1925 Kent State Silver Foxes football
ConferenceIndependent
Record1–1–3
Head coach
CaptainGus Peterka
Home stadiumRockwell Field
Seasons
← 1924
1926 →
1925 Midwestern college football independents records
Conf Overall
Team W   L   T W   L   T
Northern Illinois State     6 1 0
Dayton     7 2 0
Marquette     7 2 0
Notre Dame     7 2 1
Haskell     9 3 1
Western State Normal (MI)     6 2 1
Loyola (IL)     6 2 0
Central Michigan     4 1 3
Adrian     6 3 0
Butler     5 2 2
Michigan Mines     2 1 0
Detroit City College     4 3 1
Detroit     5 4 0
Assumption (ON)     3 3 1
Kent State     1 1 3
Michigan State     3 5 0
Muncie Normal     2 5 0
John Carroll     2 6 1
Saint Louis     2 6 1
Valparaiso     1 6 0

The 1925 Kent State Silver Foxes football team represented Kent State during the 1925 college football season.[1] In its first season under head coach Merle E. Wagoner, Kent State compiled a 1–1–3 record and was outscored by a total of 24 to 13. On November 14, 1925, the team won the program's first victory on the field, defeating West Liberty by a 7-6 score. (The program's only prior victory was by default in 1920.)[2]

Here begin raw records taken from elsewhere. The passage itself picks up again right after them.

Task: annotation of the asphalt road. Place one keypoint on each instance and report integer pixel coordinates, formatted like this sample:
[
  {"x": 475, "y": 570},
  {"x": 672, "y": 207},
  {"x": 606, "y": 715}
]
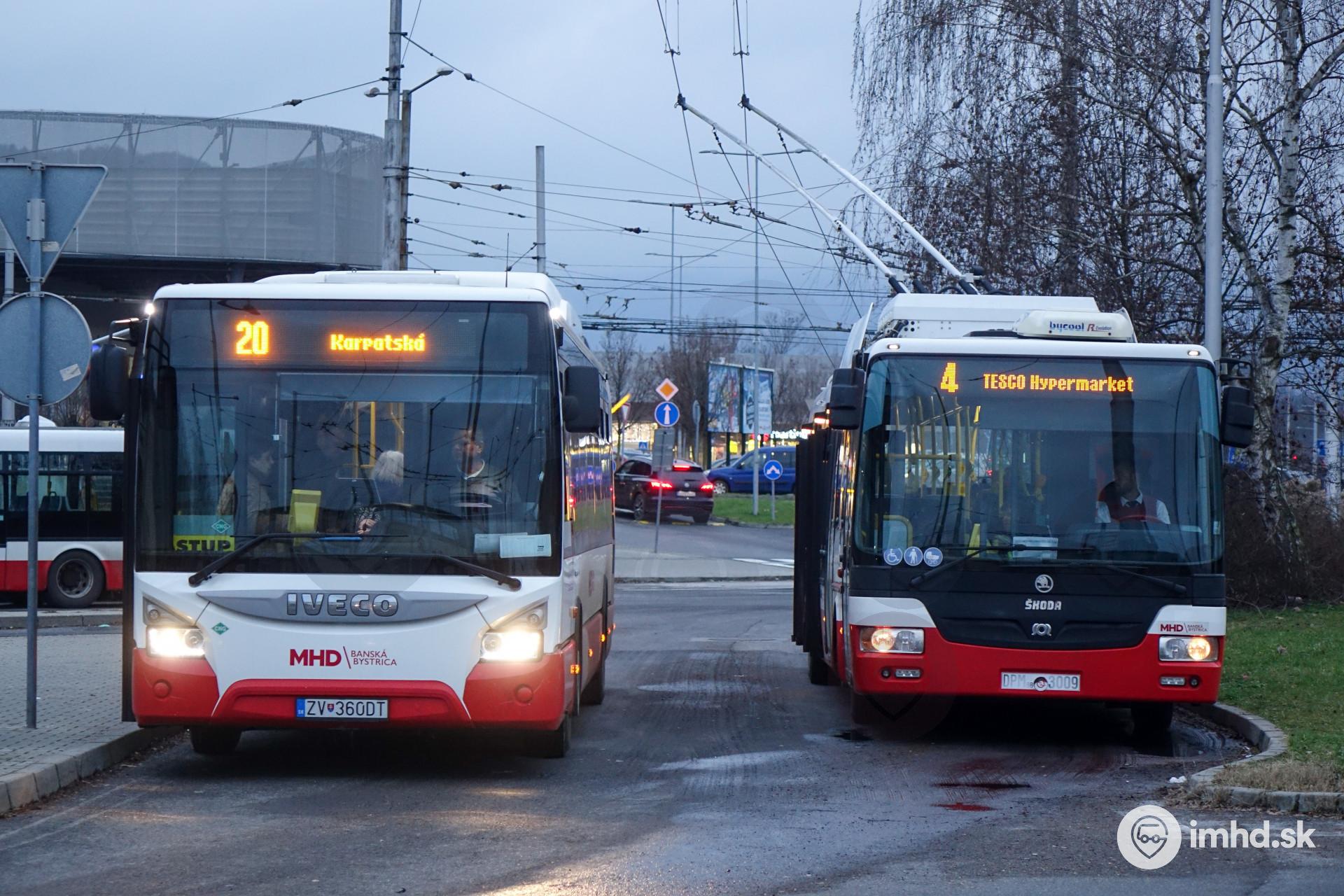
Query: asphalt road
[
  {"x": 713, "y": 767},
  {"x": 713, "y": 540}
]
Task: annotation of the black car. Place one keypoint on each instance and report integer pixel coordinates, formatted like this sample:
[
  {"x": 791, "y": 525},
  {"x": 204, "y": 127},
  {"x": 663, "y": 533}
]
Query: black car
[{"x": 685, "y": 491}]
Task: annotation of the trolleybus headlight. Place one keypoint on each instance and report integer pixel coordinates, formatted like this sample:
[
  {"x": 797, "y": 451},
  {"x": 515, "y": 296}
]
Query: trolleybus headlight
[
  {"x": 1180, "y": 649},
  {"x": 175, "y": 643},
  {"x": 511, "y": 647},
  {"x": 879, "y": 640}
]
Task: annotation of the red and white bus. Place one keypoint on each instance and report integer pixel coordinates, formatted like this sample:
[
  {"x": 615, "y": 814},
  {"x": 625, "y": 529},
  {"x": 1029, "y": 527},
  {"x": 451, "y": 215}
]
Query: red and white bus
[
  {"x": 1008, "y": 496},
  {"x": 365, "y": 498},
  {"x": 80, "y": 514}
]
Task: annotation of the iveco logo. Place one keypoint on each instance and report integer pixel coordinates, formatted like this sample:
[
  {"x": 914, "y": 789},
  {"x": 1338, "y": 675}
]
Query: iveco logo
[{"x": 340, "y": 605}]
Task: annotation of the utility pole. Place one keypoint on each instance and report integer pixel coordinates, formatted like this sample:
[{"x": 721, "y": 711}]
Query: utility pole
[
  {"x": 1214, "y": 186},
  {"x": 540, "y": 210},
  {"x": 393, "y": 211},
  {"x": 7, "y": 413}
]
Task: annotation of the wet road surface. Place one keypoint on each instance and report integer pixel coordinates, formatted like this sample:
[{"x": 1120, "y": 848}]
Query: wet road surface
[{"x": 713, "y": 767}]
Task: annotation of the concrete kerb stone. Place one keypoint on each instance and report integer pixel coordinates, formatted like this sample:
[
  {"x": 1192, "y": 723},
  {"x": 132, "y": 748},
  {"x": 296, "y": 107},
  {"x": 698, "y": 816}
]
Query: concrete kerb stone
[
  {"x": 1270, "y": 741},
  {"x": 39, "y": 780}
]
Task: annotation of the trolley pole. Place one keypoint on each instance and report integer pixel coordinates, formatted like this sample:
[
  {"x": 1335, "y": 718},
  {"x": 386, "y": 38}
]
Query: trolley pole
[{"x": 391, "y": 141}]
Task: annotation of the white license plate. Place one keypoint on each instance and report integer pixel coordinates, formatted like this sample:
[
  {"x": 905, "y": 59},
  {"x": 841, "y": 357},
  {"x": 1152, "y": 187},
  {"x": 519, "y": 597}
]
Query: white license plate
[
  {"x": 323, "y": 708},
  {"x": 1041, "y": 681}
]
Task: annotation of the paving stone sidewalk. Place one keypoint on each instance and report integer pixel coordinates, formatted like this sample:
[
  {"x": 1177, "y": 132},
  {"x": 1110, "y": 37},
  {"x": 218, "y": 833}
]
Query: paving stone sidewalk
[{"x": 80, "y": 729}]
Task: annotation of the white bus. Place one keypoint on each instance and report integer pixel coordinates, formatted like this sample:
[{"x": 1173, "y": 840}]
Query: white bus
[
  {"x": 80, "y": 514},
  {"x": 365, "y": 500}
]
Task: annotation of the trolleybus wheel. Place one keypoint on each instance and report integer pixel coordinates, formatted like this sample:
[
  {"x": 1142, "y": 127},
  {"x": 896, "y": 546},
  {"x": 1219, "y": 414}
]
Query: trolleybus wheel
[
  {"x": 554, "y": 745},
  {"x": 74, "y": 580},
  {"x": 596, "y": 690},
  {"x": 819, "y": 671},
  {"x": 1152, "y": 719},
  {"x": 213, "y": 741}
]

The Chestnut Burr for 1926 summarized the 1925 football season as follows:

Athletics at Kent State were in an unusually depressed condition when Coach Merle Wagoner and Director Frank L. Oktavec came to take charge in the fall of '25. The college had lost 37 consecutive games scoring only one touchdown in all these games. Although Kent won but one game she can boast of going through a whole season with but one defeat. The success of this season cannot be attributed to any one player but we do owe Coach Wagoner much praise for the success of the past season. His general good spirits and his contagious enthusiasm have already won for him the respect of the college men and there is no doubt but what his success for another season will prove just as successful.[3]

  1. ^ "Kent State Ready for Grid Season". The Daily Times. September 30, 1925 – via Newspapers.com.
  2. ^ "2016 Kent State Football Record Book" (PDF). Kent State University. p. D5. Retrieved June 26, 2020.
  3. ^ 1926 The Chestnut Burr. Students of Kent State College. 1926. p. 105.